FXi - Monday, March 28, 2011 - link
$1069 for a product only guaranteed to work 3 (THREE) years. IF it fails after that time, you've paid over $350 a year for storage. The 300 works out to $190, almost $200 PER YEAR for storage.If Intel feels so confident that these things will last, do the same as the rest of the enterprise grade industry and give it 5 years of "we're positive it will work this long".
Watch the rest of the SSD market cry if Intel does this, but they won't. These things are bad enough if something goes wrong at year 2 or 3, but past that it's the wild west. And given the prices, that shouldn't be the case.
$1069 is a decent price. $999 would have been excellent, but either price is horrible when compared to only a 3 year guaranteed lifespan.
iwod - Monday, March 28, 2011 - link
Personally i think it is too expensive. But,1. It would still sell very well. Because 90% of users are still with SATA 3Gbps. And Intel Drives are the most reliable SSD out there, currently its pricing is not cheap, but competitive.
2. Intel aren't keeping up with production volume anyway for their 25nm SSD. ( Note most of the Intel 25nm NAND sold to other company are proberly Tier -2 Bin NAND )
Yeah, we are disappointed, but it is still going to do well.
Let's Hope Future Intel SSD will beat even the Sandforce 2200 Series.
Lingyis - Monday, March 28, 2011 - link
Reliability is a big issue! I'm not a super-techie, but as a user, having experienced 2 out of 3 Vertex drives that I ended up having to reinstall the OS (once Windows 7, once Mac on my wife's machine) within 6 months, I have reverted to using good'ol hard drives for myself.Intel's higher reliability might be good enough--but hard drives are still more reliable. (if anybody has hard statistics to back me up i'd highly appreciate it)

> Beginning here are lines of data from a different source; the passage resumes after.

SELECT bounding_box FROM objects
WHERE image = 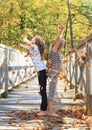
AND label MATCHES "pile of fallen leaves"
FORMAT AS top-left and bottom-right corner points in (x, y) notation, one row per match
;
(6, 106), (92, 129)
(57, 106), (92, 128)
(57, 106), (86, 119)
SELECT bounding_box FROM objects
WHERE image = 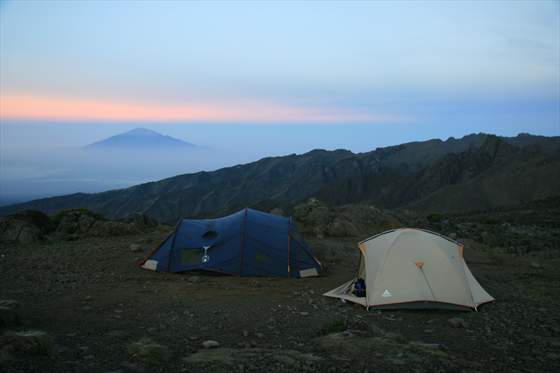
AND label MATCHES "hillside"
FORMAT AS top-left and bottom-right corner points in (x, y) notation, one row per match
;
(317, 136), (560, 212)
(405, 144), (560, 213)
(1, 133), (559, 223)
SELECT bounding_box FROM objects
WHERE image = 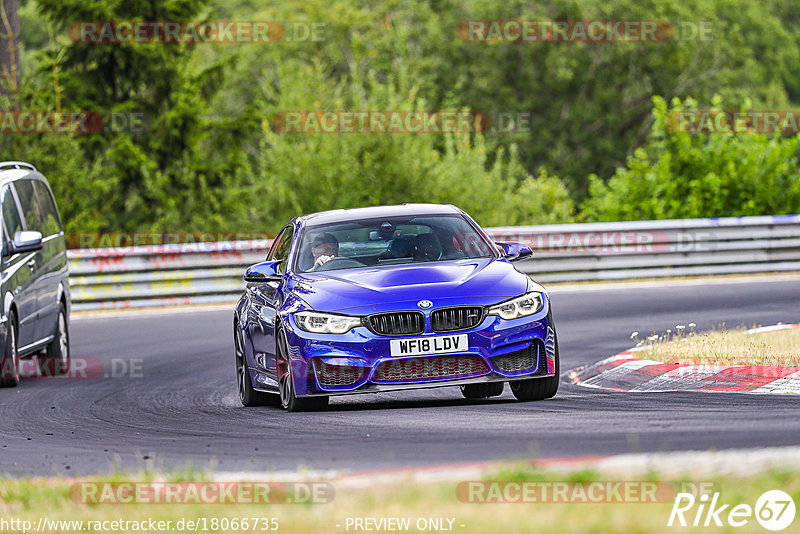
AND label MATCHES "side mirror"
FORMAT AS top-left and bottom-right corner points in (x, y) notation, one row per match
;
(244, 260), (283, 283)
(496, 242), (533, 262)
(6, 230), (43, 256)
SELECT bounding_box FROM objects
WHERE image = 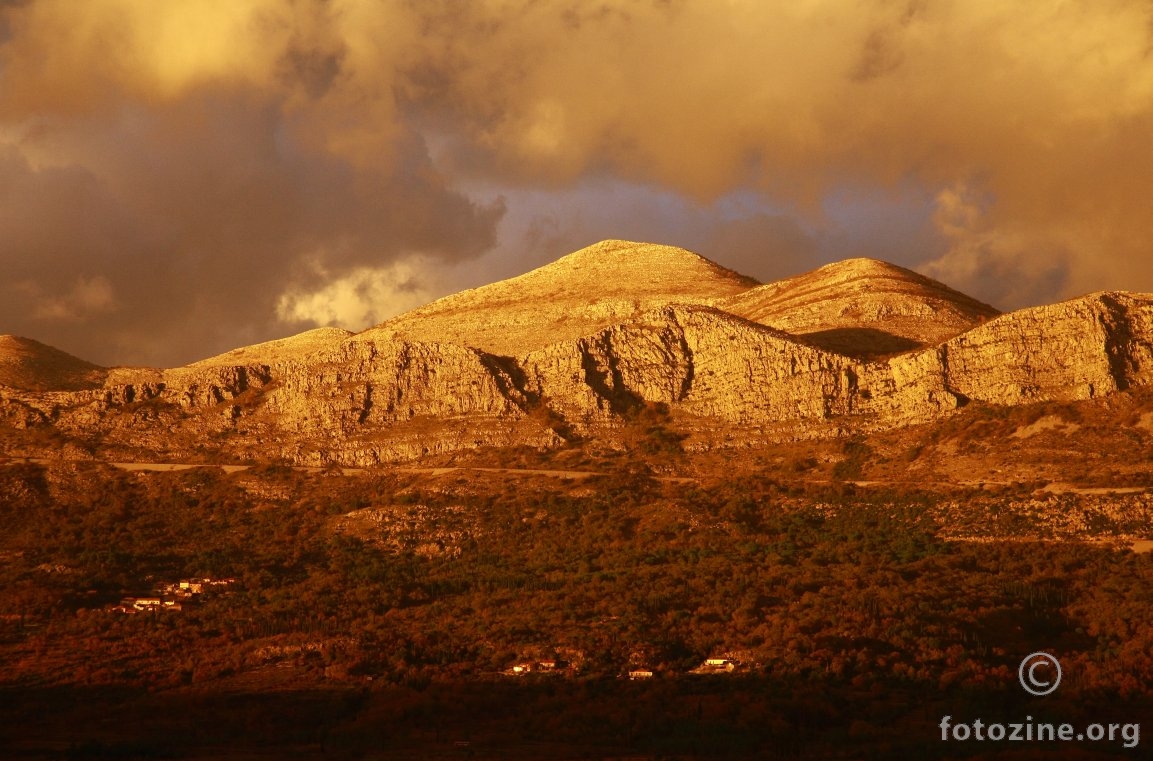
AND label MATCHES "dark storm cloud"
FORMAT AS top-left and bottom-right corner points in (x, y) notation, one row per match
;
(2, 0), (1153, 365)
(0, 86), (501, 366)
(0, 1), (502, 366)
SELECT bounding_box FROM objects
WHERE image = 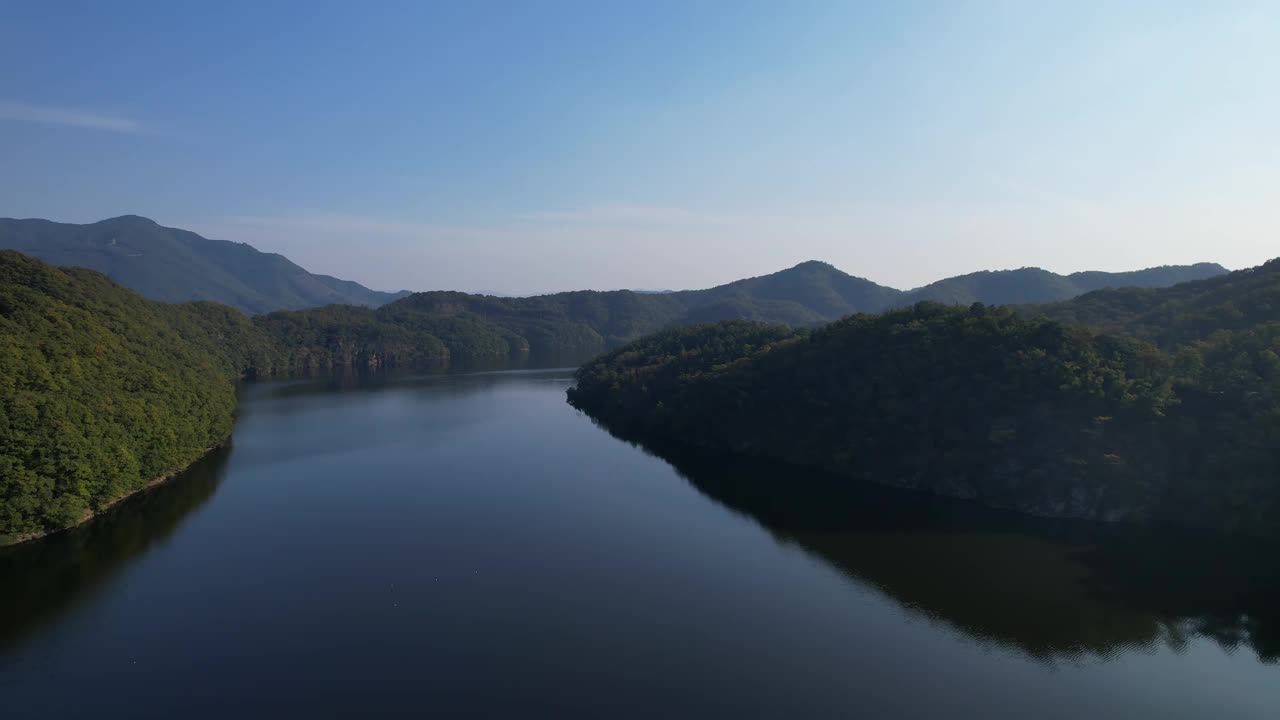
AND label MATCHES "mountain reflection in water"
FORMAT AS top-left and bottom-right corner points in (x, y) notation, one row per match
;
(612, 433), (1280, 665)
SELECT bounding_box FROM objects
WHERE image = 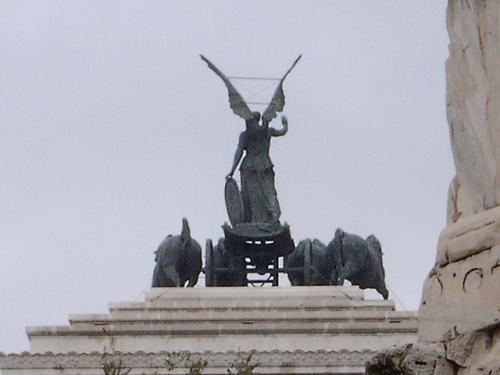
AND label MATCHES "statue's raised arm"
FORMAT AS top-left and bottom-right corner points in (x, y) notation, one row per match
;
(269, 115), (288, 137)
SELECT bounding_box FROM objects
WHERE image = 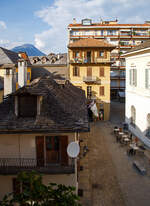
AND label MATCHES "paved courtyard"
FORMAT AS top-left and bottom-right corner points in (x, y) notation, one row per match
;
(79, 101), (150, 206)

sean.crees - Tuesday, March 29, 2011 - link
I've personally had MUCH more issues with HDD's than SSD's. Though that likely has to do with the fact that the only SSD's I've worked with are my 2x 1st gen 80g Intel SSD's, and I've spent the last 15 years dealing with HDD's.My biggest issue with HDD's is exposure to heat. I've lost my A/C in the summer, and then subsequently lost all my data on my HDD's because it got too hot for them. You don't have this problem with SSD's.
Also, any tech device is going to have DOA's. Just because you got a bad batch, doesn't mean the entire industry as a whole is worse than older tech. And, OCZ has come a LONG way since their initial reliability issues with their 1st gen Vertex drives. They have listened to their customers, and listened to reviewers like Anand, and have implemented changes to make their products meet our expectations. This one simple act above all else is what pulls me away from the Intel camp to purchase a Vertex 3 for my next SSD.
jwilliams4200 - Tuesday, March 29, 2011 - link
Are you insane? OCZ is meeting expectations?How could you have missed that just in the last few months, OCZ has changed their products to be lower performing and less capacity than previously, without informing customers or even changing the product SKU? Or that OCZ uses Spectek flash instead of higher-tier Micron flash memory in some of their SSDs, but a customer cannot know which flash they got without opening the SSD and voiding their warranty?
OCZ are nothing but con men and spin doctors. If you think OCZ cares about their customers and treats them with honesty and respect, then you are awfully naive.
Besides, the statistics show that Intel is the most reliable SSD. Even without the statistics, it is easy to see why Intel is more reliable. Intel uses the highest quality parts, including getting the highest bin flash memory from their manufacturing lines, and Intel testing and quality control is a corporation wide thing. I doubt OCZ even knows the meaning of the words.